Consequently, there are four, and only four sources of surplus or profit to a mutual life insurance company:

1. Mortality savings. If the mortality is deferred beyond the period calculated on the basis of the mortality table used, instead of the company paying death losses at the time it provided for doing so, it keeps the money at interest longer and receives more premiums than expected. The resulting profit from such favorable mortality experience is called mortality savings.

2. Disability benefits. By careful selection of the risks insured, fewer persons may receive disability benefits, and for a shorter time, than was assumed in the disability table.

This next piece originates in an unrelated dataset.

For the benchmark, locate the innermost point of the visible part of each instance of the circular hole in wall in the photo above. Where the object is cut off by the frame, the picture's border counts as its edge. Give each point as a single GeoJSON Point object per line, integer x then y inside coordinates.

3. Interest. The company generally derives from interest a higher net rate than it assumed in mathematically calculating the premium; and to the extent that it earns more than the rate assumed, such excess interest is a profit.

4. Expenses. By economical management, the company may keep its aggregate expenses within the aggregate of all its loading. If so, then to that extent, the difference between the aggregate expenses and the aggregate loading is a profit.

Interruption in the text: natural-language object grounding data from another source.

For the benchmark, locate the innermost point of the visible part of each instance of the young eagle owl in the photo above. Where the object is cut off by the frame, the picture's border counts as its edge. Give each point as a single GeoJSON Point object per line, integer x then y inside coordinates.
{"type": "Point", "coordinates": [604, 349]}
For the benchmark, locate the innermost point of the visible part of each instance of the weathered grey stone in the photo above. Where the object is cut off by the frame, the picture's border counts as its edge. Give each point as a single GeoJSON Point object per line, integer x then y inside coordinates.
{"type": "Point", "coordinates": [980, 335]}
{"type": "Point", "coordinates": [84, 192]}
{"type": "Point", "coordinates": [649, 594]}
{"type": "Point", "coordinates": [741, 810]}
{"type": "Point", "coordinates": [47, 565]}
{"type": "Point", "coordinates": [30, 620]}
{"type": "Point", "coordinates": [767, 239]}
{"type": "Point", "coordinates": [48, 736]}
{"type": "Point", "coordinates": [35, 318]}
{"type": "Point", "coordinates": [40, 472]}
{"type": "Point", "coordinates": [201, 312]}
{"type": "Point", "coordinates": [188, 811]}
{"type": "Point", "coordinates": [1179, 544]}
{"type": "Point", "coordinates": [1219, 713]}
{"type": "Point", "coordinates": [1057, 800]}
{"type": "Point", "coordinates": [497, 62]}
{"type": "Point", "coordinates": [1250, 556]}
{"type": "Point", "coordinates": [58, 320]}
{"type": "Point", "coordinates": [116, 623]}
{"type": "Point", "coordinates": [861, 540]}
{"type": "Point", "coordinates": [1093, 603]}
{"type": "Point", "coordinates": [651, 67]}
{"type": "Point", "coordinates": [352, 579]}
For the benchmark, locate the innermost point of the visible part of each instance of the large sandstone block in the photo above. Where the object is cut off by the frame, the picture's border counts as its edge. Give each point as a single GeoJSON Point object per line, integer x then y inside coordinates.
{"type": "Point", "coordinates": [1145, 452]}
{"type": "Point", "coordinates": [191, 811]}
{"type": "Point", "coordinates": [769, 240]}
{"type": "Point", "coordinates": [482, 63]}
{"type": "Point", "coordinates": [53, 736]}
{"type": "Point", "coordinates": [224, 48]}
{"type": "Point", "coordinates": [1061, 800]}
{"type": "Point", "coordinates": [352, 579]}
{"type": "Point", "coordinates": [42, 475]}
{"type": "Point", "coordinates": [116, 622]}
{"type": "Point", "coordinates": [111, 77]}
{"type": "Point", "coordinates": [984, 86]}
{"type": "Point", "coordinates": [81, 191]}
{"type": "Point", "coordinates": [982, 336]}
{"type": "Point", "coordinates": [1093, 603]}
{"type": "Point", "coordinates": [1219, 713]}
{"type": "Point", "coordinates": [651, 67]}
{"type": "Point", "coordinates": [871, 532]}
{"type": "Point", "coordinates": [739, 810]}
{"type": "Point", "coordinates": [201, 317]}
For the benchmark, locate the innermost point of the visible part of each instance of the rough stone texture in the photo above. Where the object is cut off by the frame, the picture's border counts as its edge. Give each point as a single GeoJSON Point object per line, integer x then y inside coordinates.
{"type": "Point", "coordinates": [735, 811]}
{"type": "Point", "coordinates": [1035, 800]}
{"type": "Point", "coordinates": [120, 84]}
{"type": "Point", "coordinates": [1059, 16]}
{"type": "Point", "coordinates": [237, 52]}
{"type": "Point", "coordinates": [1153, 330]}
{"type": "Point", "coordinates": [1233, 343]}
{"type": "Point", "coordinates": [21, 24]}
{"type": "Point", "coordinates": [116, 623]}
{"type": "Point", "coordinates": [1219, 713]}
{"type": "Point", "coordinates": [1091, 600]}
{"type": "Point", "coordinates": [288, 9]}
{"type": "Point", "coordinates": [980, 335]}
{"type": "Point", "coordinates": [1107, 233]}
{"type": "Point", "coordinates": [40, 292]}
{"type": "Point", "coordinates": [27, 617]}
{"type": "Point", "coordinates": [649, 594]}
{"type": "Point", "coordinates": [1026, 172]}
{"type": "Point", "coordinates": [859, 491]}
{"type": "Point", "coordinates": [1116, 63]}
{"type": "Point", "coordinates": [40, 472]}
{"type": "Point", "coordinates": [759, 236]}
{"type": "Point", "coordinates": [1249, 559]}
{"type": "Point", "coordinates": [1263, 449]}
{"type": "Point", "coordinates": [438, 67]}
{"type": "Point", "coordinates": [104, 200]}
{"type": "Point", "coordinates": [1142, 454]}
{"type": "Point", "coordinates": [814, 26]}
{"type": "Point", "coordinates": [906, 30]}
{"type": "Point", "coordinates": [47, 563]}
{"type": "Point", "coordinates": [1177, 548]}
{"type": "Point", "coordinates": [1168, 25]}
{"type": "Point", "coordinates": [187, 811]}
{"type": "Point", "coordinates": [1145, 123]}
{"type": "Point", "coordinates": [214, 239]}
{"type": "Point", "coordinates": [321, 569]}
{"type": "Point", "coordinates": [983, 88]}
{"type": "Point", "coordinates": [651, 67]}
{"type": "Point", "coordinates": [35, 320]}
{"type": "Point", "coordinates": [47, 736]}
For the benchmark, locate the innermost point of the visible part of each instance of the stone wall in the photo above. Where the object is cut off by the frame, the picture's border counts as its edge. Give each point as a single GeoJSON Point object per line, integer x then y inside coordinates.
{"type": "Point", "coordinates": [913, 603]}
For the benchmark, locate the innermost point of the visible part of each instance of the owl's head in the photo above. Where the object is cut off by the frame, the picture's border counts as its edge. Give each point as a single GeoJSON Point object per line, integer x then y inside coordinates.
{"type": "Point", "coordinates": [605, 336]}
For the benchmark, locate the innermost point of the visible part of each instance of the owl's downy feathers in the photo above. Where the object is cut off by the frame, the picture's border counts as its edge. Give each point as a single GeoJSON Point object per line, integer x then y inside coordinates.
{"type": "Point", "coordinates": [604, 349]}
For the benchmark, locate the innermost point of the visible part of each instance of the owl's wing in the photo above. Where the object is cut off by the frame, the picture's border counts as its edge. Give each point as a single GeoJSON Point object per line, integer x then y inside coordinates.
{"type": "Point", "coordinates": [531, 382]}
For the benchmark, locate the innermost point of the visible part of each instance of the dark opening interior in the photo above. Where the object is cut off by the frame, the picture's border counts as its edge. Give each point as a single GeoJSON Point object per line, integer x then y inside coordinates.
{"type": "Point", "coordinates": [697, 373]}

There is a subsidiary element which was formerly a source of profit, to wit, lapsed and surrendered policies; but with annual dividend policies the element of lapses and surrenders is too small a factor to be calculated each year, and is calculated periodically.

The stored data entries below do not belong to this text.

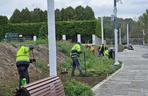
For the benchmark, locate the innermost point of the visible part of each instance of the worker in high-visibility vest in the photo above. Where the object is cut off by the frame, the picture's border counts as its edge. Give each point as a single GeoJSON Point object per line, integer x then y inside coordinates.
{"type": "Point", "coordinates": [75, 53]}
{"type": "Point", "coordinates": [22, 62]}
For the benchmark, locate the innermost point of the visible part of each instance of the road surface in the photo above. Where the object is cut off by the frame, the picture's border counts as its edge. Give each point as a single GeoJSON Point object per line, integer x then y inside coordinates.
{"type": "Point", "coordinates": [132, 80]}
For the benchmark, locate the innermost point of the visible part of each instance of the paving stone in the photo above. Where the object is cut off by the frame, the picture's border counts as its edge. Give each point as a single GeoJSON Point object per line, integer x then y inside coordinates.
{"type": "Point", "coordinates": [132, 80]}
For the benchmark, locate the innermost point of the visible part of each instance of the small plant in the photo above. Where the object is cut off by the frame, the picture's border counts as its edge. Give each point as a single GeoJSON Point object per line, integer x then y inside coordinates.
{"type": "Point", "coordinates": [75, 88]}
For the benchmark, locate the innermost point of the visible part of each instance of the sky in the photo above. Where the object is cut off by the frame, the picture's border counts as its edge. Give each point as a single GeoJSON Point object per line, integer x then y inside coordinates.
{"type": "Point", "coordinates": [126, 8]}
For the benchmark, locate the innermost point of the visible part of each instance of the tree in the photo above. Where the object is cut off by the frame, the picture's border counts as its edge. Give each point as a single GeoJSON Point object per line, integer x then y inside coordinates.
{"type": "Point", "coordinates": [70, 13]}
{"type": "Point", "coordinates": [58, 15]}
{"type": "Point", "coordinates": [26, 15]}
{"type": "Point", "coordinates": [37, 15]}
{"type": "Point", "coordinates": [89, 14]}
{"type": "Point", "coordinates": [79, 13]}
{"type": "Point", "coordinates": [16, 17]}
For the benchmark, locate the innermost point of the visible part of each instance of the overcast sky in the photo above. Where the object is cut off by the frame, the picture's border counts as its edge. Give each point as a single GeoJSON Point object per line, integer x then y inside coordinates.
{"type": "Point", "coordinates": [128, 8]}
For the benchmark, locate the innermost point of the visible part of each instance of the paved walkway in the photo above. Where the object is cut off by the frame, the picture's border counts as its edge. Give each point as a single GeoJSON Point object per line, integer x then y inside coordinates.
{"type": "Point", "coordinates": [132, 80]}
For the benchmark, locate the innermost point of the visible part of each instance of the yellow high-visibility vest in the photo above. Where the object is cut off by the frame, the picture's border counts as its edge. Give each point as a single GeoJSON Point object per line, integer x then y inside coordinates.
{"type": "Point", "coordinates": [76, 47]}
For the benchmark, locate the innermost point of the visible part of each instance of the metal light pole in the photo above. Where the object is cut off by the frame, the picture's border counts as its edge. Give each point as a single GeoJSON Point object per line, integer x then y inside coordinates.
{"type": "Point", "coordinates": [51, 38]}
{"type": "Point", "coordinates": [116, 32]}
{"type": "Point", "coordinates": [120, 39]}
{"type": "Point", "coordinates": [102, 31]}
{"type": "Point", "coordinates": [143, 37]}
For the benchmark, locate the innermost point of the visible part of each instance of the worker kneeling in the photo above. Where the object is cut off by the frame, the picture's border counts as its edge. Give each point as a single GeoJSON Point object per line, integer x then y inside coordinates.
{"type": "Point", "coordinates": [110, 53]}
{"type": "Point", "coordinates": [75, 53]}
{"type": "Point", "coordinates": [22, 62]}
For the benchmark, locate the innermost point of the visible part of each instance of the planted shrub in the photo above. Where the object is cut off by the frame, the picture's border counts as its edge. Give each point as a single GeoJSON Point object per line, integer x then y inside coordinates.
{"type": "Point", "coordinates": [75, 88]}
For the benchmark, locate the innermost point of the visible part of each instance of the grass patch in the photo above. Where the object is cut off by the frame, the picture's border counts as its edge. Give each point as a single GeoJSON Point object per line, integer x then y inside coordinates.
{"type": "Point", "coordinates": [75, 88]}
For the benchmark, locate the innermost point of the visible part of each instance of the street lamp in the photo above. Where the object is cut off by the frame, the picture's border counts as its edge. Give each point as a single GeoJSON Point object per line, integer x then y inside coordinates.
{"type": "Point", "coordinates": [51, 38]}
{"type": "Point", "coordinates": [116, 32]}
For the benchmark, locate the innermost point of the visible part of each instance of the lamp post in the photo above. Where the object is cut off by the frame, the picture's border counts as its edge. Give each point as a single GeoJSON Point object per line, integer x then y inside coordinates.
{"type": "Point", "coordinates": [116, 32]}
{"type": "Point", "coordinates": [102, 30]}
{"type": "Point", "coordinates": [143, 37]}
{"type": "Point", "coordinates": [51, 38]}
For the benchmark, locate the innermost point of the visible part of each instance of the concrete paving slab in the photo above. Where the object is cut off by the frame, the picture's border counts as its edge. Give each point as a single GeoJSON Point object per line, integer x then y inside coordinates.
{"type": "Point", "coordinates": [132, 80]}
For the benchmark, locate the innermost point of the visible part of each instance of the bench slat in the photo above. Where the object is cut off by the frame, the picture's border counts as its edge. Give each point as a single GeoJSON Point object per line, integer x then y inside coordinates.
{"type": "Point", "coordinates": [45, 86]}
{"type": "Point", "coordinates": [41, 84]}
{"type": "Point", "coordinates": [51, 86]}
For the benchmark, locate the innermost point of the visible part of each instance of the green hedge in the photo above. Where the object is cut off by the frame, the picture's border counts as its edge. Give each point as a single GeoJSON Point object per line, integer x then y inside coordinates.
{"type": "Point", "coordinates": [69, 28]}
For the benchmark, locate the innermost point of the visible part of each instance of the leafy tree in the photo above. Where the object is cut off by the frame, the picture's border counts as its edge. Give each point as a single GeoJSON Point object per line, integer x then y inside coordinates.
{"type": "Point", "coordinates": [26, 15]}
{"type": "Point", "coordinates": [16, 17]}
{"type": "Point", "coordinates": [58, 15]}
{"type": "Point", "coordinates": [70, 13]}
{"type": "Point", "coordinates": [79, 13]}
{"type": "Point", "coordinates": [64, 15]}
{"type": "Point", "coordinates": [36, 15]}
{"type": "Point", "coordinates": [3, 20]}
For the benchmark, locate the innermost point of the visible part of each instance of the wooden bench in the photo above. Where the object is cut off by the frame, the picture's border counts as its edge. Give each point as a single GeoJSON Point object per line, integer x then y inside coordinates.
{"type": "Point", "coordinates": [51, 86]}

Accordingly, from these four sources, mortality savings, disability benefits, interest, and expenses, the company accumulates funds in excess of legal reserves; and the excess of the funds on hand over such reserves (and other liabilities) constitutes the company's surplus.

By the application of these so-called dividend factors, the company's various annual dividend rates are ascertained.

An "economic adjustment" factor has been also added as a fifth dividend factor in connection with recent numerous and unanticipated losses arising from defaults in interest on bond and mortgage investments, depreciation of assets, default in interest payments, and reduced interest rates.

As the policyholders in a mutual life insurance company have paid in more than was necessary, they are entitled to a return of such overpayments. The dividends of a mutual life insurance company are, accordingly, strictly speaking, not profits as in the case of an ordinary corporation, but really constitute a return to the policyholder of the amount he has been overcharged for his insurance. In life insurance companies operating on the mutual plan the whole of the divisible surplus is distributed among the members annually as equally as may be in the proportions in which they have contributed to it.

Life insurance is based upon the principle of averages, and hence no company can consider an individual policy by itself and determine whether there has been an overcharge in its premiums, but every company must first determine the aggregate amount of all overcharges in premiums before it can decide how to arrive at what each individual policy shall receive back as dividend. The aggregate of all overcharges constitutes what is called the divisible surplus.

When the divisible surplus for any year has been ascertained, the company must determine how it shall be apportioned among all the policyholders, and for this purpose every mutual life insurance company divides its policies into a large number of homogeneous classes. In a "class" consisting of similar policies issued at the same time, under the same conditions, at the same age, with the same dividend distribution period, upon the same plan of insurance, and calling for the same annual premium per $1,000 face amount of the policy, there is not, even in the largest companies, a sufficient number of persons to give a true average rate of mortality. Accordingly, every life insurance company doing business upon the mutual plan applies to such group or "class," not the individual experience of such "class" by itself, but some ratio representing the average result of the company's experience (1) as a whole; or (2) in some portion of its business sufficiently large to eliminate the effect of any accidental variations. The company thereby obtains for each of such "classes" substantially the same result that would have been obtained had the "class" contained as many persons in it as the company contains as a whole.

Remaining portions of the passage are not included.